1° les holdings ISF doivent investir 90% de leur actif dans des PME éligibles, alors que les fonds fixent eux-mêmes le pourcentage à atteindre, en général compris entre 60 et 80 %

2° si elles respectent la lettre et l'esprit de la loi, les holdings ne peuvent sans faire appel public à l'épargne lever des dizaines de millions d'euros : 99 associés x 60 k€ = 6 M€ maximum par an, maximum très théorique puisque tous leurs investisseurs ne sont pas redevables de plus de 70 000 euros d'ISF ; la collecte de fonds est d'ailleurs très encadrée puisque l'AMF a rappelé qu'en aucun cas leurs titres ne pouvaient donner lieu à démarchage (à peine de sanctions pénales)

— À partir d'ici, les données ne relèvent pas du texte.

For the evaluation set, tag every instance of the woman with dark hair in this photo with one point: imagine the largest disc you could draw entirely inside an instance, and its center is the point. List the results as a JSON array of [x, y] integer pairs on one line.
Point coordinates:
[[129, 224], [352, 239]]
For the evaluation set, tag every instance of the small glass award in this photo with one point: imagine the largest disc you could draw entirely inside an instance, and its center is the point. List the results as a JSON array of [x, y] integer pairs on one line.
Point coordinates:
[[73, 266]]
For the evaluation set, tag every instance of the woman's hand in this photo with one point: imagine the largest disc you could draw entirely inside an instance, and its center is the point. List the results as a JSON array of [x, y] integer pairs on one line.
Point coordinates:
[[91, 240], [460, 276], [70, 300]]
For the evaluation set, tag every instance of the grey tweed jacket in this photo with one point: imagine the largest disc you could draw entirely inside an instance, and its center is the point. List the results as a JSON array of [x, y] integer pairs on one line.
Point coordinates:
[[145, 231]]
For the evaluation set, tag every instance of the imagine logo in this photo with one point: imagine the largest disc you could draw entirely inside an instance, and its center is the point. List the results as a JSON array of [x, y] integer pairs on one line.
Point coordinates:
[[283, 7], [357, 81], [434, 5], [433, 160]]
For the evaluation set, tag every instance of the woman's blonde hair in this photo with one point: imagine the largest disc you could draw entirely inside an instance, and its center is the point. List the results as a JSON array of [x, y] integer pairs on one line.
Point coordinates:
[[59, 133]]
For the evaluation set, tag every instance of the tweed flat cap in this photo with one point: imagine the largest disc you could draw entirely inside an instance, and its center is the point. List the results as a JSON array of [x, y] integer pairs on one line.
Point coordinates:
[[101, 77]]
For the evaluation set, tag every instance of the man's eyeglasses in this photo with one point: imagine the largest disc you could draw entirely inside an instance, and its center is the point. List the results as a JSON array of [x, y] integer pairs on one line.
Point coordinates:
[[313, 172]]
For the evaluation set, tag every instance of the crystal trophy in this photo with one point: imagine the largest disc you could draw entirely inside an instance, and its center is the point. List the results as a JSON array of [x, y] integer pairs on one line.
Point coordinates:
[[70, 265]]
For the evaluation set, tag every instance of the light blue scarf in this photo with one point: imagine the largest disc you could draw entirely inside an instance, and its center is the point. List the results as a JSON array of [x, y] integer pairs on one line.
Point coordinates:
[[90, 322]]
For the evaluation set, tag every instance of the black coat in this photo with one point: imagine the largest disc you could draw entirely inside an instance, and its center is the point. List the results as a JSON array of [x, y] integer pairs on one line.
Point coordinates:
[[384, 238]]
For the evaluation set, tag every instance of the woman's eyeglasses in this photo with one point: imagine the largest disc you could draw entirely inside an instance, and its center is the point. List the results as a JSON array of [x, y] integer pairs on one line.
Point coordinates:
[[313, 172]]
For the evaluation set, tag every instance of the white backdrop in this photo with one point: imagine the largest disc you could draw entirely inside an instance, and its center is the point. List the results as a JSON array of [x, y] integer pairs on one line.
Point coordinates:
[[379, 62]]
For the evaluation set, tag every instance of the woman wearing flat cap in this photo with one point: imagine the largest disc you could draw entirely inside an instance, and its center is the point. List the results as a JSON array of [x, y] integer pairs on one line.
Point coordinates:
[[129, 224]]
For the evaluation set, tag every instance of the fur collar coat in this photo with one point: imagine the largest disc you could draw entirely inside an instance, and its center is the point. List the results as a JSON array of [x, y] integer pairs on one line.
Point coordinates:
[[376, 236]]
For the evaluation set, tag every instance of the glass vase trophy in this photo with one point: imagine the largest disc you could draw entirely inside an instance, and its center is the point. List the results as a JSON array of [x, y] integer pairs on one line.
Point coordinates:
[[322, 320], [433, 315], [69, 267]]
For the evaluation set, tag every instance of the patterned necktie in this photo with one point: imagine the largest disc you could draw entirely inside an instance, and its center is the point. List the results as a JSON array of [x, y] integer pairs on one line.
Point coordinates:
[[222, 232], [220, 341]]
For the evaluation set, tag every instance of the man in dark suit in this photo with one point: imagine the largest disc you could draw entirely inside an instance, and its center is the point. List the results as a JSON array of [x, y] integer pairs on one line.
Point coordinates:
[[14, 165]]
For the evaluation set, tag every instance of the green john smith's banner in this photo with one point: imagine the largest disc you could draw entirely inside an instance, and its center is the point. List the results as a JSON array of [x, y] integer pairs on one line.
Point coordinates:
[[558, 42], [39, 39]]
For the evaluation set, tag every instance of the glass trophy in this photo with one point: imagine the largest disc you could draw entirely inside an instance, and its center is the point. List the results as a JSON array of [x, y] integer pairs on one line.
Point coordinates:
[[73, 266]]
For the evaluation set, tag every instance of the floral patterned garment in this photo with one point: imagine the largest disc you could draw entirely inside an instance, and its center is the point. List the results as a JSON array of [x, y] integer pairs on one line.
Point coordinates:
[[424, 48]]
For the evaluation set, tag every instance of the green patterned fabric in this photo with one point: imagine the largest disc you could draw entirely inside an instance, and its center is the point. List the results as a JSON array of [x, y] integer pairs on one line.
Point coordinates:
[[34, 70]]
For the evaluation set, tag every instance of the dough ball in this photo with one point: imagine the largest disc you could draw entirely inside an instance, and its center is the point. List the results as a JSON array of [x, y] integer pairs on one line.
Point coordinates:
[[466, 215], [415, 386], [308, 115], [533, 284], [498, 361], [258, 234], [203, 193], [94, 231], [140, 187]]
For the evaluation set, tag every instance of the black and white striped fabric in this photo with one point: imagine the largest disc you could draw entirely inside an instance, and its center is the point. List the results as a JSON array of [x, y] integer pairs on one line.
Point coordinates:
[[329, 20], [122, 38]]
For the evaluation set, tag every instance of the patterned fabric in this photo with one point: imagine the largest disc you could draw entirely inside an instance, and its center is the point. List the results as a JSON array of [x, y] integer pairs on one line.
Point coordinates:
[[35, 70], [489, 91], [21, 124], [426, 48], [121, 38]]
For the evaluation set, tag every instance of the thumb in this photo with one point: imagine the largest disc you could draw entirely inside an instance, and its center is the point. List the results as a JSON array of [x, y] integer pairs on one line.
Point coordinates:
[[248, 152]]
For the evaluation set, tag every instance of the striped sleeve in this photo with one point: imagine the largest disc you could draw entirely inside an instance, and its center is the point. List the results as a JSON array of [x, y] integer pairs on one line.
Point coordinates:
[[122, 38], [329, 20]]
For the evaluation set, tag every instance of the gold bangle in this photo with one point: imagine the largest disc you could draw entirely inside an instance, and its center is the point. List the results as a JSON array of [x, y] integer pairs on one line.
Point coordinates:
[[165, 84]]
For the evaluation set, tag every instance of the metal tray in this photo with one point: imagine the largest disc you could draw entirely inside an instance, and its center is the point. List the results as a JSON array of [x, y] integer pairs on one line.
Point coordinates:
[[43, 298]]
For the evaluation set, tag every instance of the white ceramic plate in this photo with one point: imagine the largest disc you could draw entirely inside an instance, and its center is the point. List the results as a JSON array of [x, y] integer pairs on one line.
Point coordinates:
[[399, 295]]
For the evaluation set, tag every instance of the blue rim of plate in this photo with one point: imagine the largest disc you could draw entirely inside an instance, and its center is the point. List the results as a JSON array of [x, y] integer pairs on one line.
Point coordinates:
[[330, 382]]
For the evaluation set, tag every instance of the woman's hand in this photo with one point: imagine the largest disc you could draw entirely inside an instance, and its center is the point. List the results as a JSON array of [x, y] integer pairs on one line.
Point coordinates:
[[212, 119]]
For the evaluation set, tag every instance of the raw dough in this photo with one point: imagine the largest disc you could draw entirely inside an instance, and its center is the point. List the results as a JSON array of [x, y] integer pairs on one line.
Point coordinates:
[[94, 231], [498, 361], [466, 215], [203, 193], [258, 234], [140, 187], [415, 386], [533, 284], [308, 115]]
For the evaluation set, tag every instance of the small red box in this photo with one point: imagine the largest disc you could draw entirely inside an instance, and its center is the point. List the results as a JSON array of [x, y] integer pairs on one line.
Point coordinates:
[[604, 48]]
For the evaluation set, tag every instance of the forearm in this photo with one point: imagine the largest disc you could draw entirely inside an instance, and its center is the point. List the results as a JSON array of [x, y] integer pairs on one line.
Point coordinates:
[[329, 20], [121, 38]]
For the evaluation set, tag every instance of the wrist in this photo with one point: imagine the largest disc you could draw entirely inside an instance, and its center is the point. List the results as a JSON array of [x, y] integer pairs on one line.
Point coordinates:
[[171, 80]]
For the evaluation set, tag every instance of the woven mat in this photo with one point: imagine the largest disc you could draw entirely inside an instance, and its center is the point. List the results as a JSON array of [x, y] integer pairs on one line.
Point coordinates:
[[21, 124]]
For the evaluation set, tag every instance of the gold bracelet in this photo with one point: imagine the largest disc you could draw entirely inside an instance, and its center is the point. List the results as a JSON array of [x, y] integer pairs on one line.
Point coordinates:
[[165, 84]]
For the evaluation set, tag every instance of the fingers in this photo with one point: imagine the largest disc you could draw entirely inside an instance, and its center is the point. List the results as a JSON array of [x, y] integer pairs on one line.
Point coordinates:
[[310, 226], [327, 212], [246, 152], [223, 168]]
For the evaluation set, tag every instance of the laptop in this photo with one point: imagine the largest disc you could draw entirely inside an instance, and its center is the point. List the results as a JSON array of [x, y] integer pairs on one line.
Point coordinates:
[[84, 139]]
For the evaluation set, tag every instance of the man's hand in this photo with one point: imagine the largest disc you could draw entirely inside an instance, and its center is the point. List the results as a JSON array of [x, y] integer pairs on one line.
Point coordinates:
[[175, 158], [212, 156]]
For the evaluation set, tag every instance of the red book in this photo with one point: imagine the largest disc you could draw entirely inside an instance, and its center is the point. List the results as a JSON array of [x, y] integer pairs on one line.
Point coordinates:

3° alors que les FIP et FCPI ont pratiquement 18 mois pour réinvestir les fonds levés... les holdings doivent s'organiser pour réinvestir le maximum possible de leurs fonds dans un minimum de temps : leur collecte est immédiatement productive pour nos PME

4° les fonds sont gérés par des professionnels de la finance, dont on sait les mérites, cf. la crise financière actuelle ; les holdings ISF, du moins celles qui respectent la lettre et l'esprit de la loi, sont le plus souvent constituées de chefs d'entreprise en exercice, ou fraîchement retraitées, ou de business angels capables d'épauler les dirigeants des PME cibles des investissements (cf. la holding ISAI www.isai.fr , par exemple)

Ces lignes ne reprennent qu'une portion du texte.